Aquamarine1029 · 20/01/2022 21:16

@DirectionToPerfection

Your sister is bravely following her dreams.

The poor child will have to be brave when they face the consequences of their parents' choices.

What consequences? These supposed consequences are guaranteed?

My great grandmother had her last baby at 50, unplanned, obviously, but she lived to be 100 years old and was spritely to the end.

You write as though as soon as she turns 50 she'll be in a home.

Momijin · 20/01/2022 21:17

My youngest 2 were still at primary school when I went through menopause. Haven't noticed having the menopause at all, except not bleeding.

SW1amp · 20/01/2022 21:17

One of my running buddies is going through menopause atm with a 2 year old and a 4 year old.
The hardest thing for her about it is work and dealing with the brain fog, not the parenting aspect of it

She is 38, btw, and knew she would have premature menopause because of family history. I’m sure she would love to hear your judgey comments about women with toddlers and menopause

Nocutenamesleft · 20/01/2022 21:17

@Pegasushaswings

You should mind your own, I assume she has fertility problems to have started ttc now so why deny her the chance to be a mother?

I had a baby at 48 and yes I’m knackered but I don’t regret it for a minute, the worst part is everyone damn well commenting on my age all the time. If I could have had a baby earlier, of course I would have but it took till then to achieve a full term pg

This really. ❤️❤️
DirectionToPerfection · 20/01/2022 21:18

It's easy to diminish the experiences of children of older parents when you haven't actually been one yourself.

The amount of wishful thinking on this thread is incredible.

NoRaceInThisHorse · 20/01/2022 21:21

@DirectionToPerfection

It's easy to diminish the experiences of children of older parents when you haven't actually been one yourself.

The amount of wishful thinking on this thread is incredible.

Who says these posters haven't been the child of oder parents? Every experience is unique. There are benefits to being an older parent- stability with career etc. There are downsides, for some people, yes.
Aderyn21 · 20/01/2022 21:23

48 isn't 'old' in the way it used to be. People have better healthcare and live longer. And attitudinally we are younger than in the past. I don't believe a child would be massively disadvantaged growing up with a mum in her 50s/60s. Some people are old at 35 and others are young at 70! Especially if that mum is financially sorted and has plenty of time to devote to that child, which is more likely in an older woman whose career is already established.

Beowulfthethird · 20/01/2022 21:24

Why will her menopause be horrific?

Regardingtheduck · 20/01/2022 21:26

A lot of "young" parents manage to successfully mess up their kids its not exclusive to the older ones .....

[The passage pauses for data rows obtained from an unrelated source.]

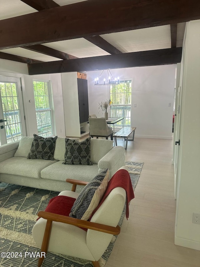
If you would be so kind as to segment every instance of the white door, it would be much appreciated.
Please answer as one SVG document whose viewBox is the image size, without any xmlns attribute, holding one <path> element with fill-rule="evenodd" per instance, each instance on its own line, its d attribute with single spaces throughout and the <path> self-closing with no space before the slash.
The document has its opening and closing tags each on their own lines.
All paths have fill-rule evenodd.
<svg viewBox="0 0 200 267">
<path fill-rule="evenodd" d="M 0 76 L 0 145 L 26 135 L 20 79 Z"/>
<path fill-rule="evenodd" d="M 174 146 L 174 195 L 175 199 L 176 199 L 177 191 L 178 184 L 178 171 L 177 166 L 178 164 L 178 153 L 181 141 L 180 140 L 180 128 L 181 126 L 181 103 L 182 101 L 182 85 L 183 79 L 183 69 L 182 62 L 184 62 L 184 54 L 183 53 L 183 58 L 181 63 L 181 74 L 180 80 L 180 86 L 176 95 L 176 101 L 177 103 L 175 105 L 175 116 L 176 116 L 174 123 L 176 124 L 175 131 L 174 133 L 174 141 L 176 145 Z"/>
</svg>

FrogIAm · 20/01/2022 21:27

You sound lovely.
Also in the same sentence you sound like you’re taking the poss out of other family members with your air quotes.

Inastatus · 20/01/2022 21:29

It’s completely her business OP and there is no way you can know that she will have a horrific menopause - every woman is different.

priszilla · 20/01/2022 21:29

Respectfully, I think this has struck a nerve with some of the older mothers. In no way is the op unreasonable to be worried.

Risks are way higher at nearly 50 for mother and child during pregnancy, nevermind coping with menopause

Cheekypeach · 20/01/2022 21:29

There’s no harm in having a ‘Have you thought of X, Y and Z’ conversation. But I wouldn’t go into it all guns blazing. It’s a little selfish in my opinion to have a baby so late in life, but hardly a crime & it’s her life.